# how many banjo catfish can i keep in a 10 gallon?



## Satyr (Sep 29, 2008)

i have one banjo right now. id like to get more and i was just wondering how many i can fit into a 10 gallon. they will be the only fish in there.


----------



## jones57742 (Sep 8, 2007)

Satyr said:


> i have one banjo right now. id like to get more and i was just wondering how many i can fit into a 10 gallon. they will be the only fish in there.


My gut reaction is none but this reaction depends upon many factors which you have not set forth.

Please refer to these *various items*.

TR


----------



## TheOldSalt (Jan 28, 2005)

There are a number of species of banjo cats, and some of them get quite large. I would venture that two is a good number which should cover most of them


----------



## justintrask (Jun 29, 2008)

I had 3 in my 10G for a year or two without problems until i moved them into my dads 75G.

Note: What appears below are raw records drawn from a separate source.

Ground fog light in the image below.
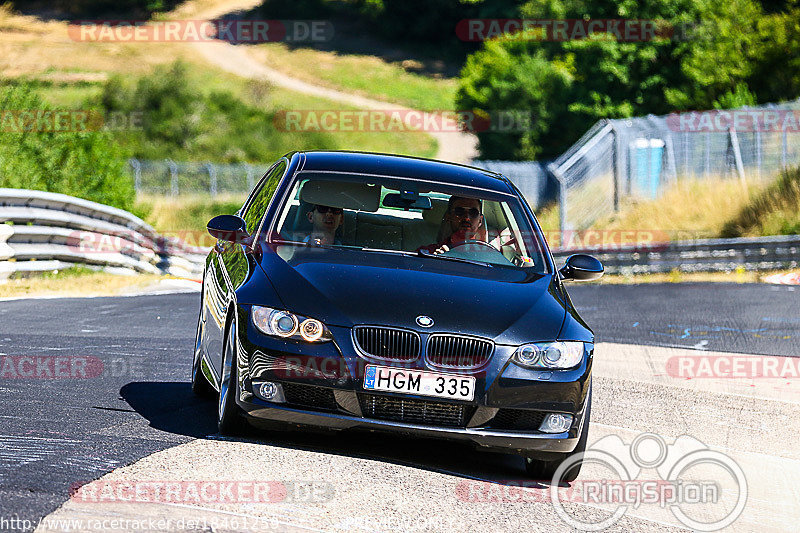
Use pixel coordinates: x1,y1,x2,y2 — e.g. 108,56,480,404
539,413,572,433
300,318,323,342
253,381,286,402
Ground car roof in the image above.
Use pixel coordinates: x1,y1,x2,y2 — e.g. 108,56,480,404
299,150,513,194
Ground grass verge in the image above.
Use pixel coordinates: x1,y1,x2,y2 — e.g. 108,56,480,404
134,195,245,232
248,43,457,111
721,167,800,237
0,266,167,298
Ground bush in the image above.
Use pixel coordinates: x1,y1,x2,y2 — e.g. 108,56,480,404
0,83,134,209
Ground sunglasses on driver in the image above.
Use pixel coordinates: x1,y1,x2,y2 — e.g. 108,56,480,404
314,205,344,215
453,207,481,218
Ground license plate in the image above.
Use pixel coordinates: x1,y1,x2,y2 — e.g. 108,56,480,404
364,365,475,401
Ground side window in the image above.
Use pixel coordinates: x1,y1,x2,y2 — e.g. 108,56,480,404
242,160,286,233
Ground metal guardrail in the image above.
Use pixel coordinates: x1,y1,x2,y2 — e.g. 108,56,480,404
553,235,800,275
0,188,207,279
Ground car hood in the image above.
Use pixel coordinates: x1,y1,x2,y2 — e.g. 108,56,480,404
259,246,566,344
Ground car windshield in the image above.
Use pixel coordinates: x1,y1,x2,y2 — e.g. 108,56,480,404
272,172,547,273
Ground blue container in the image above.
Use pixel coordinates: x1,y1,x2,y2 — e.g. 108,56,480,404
631,138,665,198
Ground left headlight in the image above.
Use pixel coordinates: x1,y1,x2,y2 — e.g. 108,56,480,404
511,341,584,370
251,305,333,342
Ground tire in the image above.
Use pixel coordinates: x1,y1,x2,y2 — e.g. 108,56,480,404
217,319,247,436
525,390,592,482
192,318,217,399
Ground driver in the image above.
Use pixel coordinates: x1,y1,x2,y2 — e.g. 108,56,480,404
303,205,344,245
417,196,486,254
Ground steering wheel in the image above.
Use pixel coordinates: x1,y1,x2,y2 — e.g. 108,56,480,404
442,239,513,265
450,239,500,253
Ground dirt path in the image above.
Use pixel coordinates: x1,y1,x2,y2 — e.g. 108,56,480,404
184,0,478,163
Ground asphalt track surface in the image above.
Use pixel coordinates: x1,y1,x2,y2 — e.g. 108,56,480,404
0,284,800,529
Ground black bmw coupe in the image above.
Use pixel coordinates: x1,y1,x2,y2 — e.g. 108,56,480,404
192,152,603,481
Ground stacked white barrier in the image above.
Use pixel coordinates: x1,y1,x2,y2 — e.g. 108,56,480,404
0,188,208,279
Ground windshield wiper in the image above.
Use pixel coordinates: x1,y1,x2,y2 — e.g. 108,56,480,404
417,248,494,268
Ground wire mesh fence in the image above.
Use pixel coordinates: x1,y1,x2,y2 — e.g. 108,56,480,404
129,100,800,232
128,159,269,196
547,100,800,231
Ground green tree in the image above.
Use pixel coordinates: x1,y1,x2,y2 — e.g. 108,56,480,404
456,0,800,159
0,83,134,209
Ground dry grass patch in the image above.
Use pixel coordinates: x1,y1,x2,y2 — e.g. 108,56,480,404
0,267,167,298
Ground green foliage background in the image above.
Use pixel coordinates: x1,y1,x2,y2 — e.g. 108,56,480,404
0,83,134,209
456,0,800,159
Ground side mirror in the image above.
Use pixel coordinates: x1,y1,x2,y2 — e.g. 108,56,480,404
206,215,250,243
558,254,604,281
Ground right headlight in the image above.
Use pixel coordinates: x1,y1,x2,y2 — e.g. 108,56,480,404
511,341,584,370
252,305,333,342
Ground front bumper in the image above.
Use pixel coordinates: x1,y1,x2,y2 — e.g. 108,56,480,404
231,313,593,456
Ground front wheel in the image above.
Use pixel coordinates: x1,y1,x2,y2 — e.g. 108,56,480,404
217,319,247,435
525,390,592,482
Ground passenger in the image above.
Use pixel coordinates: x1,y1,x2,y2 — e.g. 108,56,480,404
303,205,344,245
417,196,486,254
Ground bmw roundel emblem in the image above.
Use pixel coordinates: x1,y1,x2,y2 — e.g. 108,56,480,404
417,315,433,328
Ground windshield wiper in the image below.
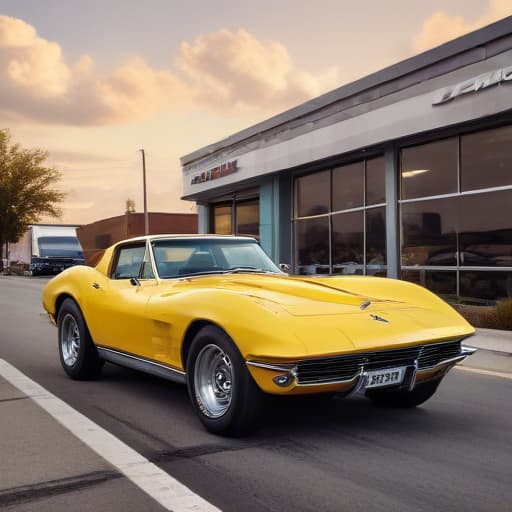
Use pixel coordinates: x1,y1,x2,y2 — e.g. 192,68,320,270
225,265,272,274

All I want to do is make sure you know they need a sandy bottom because they like to borrow, and if they try to bury themselves in pebbles, they will hurt themselves. And expect to see them most active at night.


----------



## Sea-Agg2009 (Aug 2, 2008)

I have had a banjo catfish in a 12 gallon for over a year, he is about 4 inches long. I would not have more than one in a 10 gallon, and make sure they have lots of hiding spaces.


----------



## Satyr (Sep 29, 2008)

i was gona put black sand in there. mine is about 5". iv found some that are babies at 2-3" and i thought i might get two more ( a total of 3) and stick them in a 10 gallon by themselves. black sand and slate rock structures, moonlight. if they get along i dont see why it wouldnt work. if they fight then ya i would need to have maybe just the one i have now but iv been told that they school together at night so i really dont think they wolnt get along. anyone got any actual experience with this? no offense but i know a bunch of articles online are misleading so im looking for personal experience here.


----------



## Sea-Agg2009 (Aug 2, 2008)

remember babies grow. They may only be 2 inches now, but they will got to be about 5". Also remember that being these fish will compete not only for food, but hiding places as well. Having so many banjos in the same tank will stress them out, even if they are the only fish in the tank. I would keep the one in there, and put another small fish in tank as well.


----------



## ThatFishKid (Aug 9, 2008)

Coincedentally, after I read this thread, and thought hmm, my tank seems perfect for one of these, it's too bad i can't get one. The next day, i went to the Aviarium (local fish/bird store) and lo and behold: A TANK FULL OF BANJO CATS! needless to say I bought one, and he LOVES my sand/pea gravel mix bed as well ast the plants and caves. As long as I do an after dark feeding he's been eating. being a fin of unique looking/behaving fish, i think that once i get rid of my last 2 female convicts, I'm deffinately getting 1 or 2 more. 

so there's my 2 cents.


----------